Enhancing Europe’s Impact
Brussels-based think tanks lead the way
The European Union has never before had more opportunities to shape events than today. The banking crisis and thus the protection of the common currency have become a crucial test for EU partners. The second annual high-level Brussels Think Tank Dialogue, which was held on January 25 at the Residence Palace and dedicated to the topic "Europe 3.0: Building a Viable Union," took Europe’s high potential for guiding policies into consideration. "We need the European dimension more than ever," concluded President of the European Commission José Manuel Barroso on the current state of the European Union.
The EU Commission President further emphasized that currently more self-confidence is needed in place of wide-spread pessimism.
The Bertelsmann Stiftung and the Institut français des relations internationales (Ifri), joined eight other leading European think tanks -- Bruegel, CEPS, Confrontations Europe, Egmont, EPC, Friends of Europe, Madariaga-College of Europe Foundation and SWP -- as well as Agence Europe last Tuesday in hosting the 2011 State of the Union-Brussels Think Tank Dialogue.
Leading experts and representatives of the 27 Member States demanded that in order to save the euro, the euro countries should work together more closely and with greater solidarity. The working group on economic coordination and the EU budget was drawn up to present recommendations on how to use positive synergies between the EU member states by combining various funds and financial facilities. The Polish Secretary for European Affairs and Economy Mikolaj Dowgielewicz brought optimism to the debate and noted that the euro was currently faring well. "After creating a euro safety net and strengthening economic coordination at the EU level, it is now time for EU member states to concentrate on more growth-oriented initiatives," he said. Thomas Fischer, head of the Bertelsmann Stiftung's Brussels office, pointed out that the Europe 2020 Strategy of the EU Commission aims exactly at this goal by looking for new ways to foster smart, sustainable and inclusive growth. "However,” Fischer continued, "there is a risk that the strategy will remain a mere ‘policy of promises’ if the EU does not provide the necessary financial resources. The current budget debate should therefore not focus exclusively on austerity efforts of member state governments."

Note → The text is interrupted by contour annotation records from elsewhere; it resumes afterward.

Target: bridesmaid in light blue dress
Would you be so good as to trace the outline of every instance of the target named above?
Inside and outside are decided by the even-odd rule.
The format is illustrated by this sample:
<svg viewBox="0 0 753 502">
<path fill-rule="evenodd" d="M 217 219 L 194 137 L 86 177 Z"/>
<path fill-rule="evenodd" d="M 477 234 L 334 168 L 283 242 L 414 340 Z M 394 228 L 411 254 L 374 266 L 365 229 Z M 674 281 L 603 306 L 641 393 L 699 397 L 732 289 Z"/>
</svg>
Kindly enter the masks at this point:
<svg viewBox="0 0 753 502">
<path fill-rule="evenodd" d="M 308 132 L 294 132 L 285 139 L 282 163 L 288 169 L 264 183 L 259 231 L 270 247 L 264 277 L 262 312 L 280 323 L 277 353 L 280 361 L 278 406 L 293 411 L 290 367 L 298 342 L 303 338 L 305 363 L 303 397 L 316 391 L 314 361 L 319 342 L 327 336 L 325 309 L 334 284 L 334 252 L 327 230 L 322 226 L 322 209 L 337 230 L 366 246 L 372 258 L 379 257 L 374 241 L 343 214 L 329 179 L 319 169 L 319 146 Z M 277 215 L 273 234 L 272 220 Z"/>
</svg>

The immediate challenges facing the European Union, however, go beyond the future shape of European economic governance and the current budget debate. During the Think Tank Dialogue, policymakers, researchers and representatives of civil society developed concepts to address areas in which they would like to see improvements and they proposed recommendations for future action by Europe's decision makers.
The working group on climate and energy agreed that a policy allowing for an "energy mix" (renewable and non-renewable energy supply) would be better than setting an unrealistic date for when a purely renewable energy supply would be available. The Hungarian Foreign Minister Janos Martonyi noted that there is no internal market for energy. "We should change that perception and develop an ‘energy mix’ policy," he said.
Martonyi also shared the opinion of the participants of the workshop on migration who regard immigrants not only as workers, but first and foremost as people with families. The participants called for a different perspective on migration as a natural phenomenon in a globalized world and as a part of a policy package that would address labor shortages as Europe’s population ages and shrinks on average.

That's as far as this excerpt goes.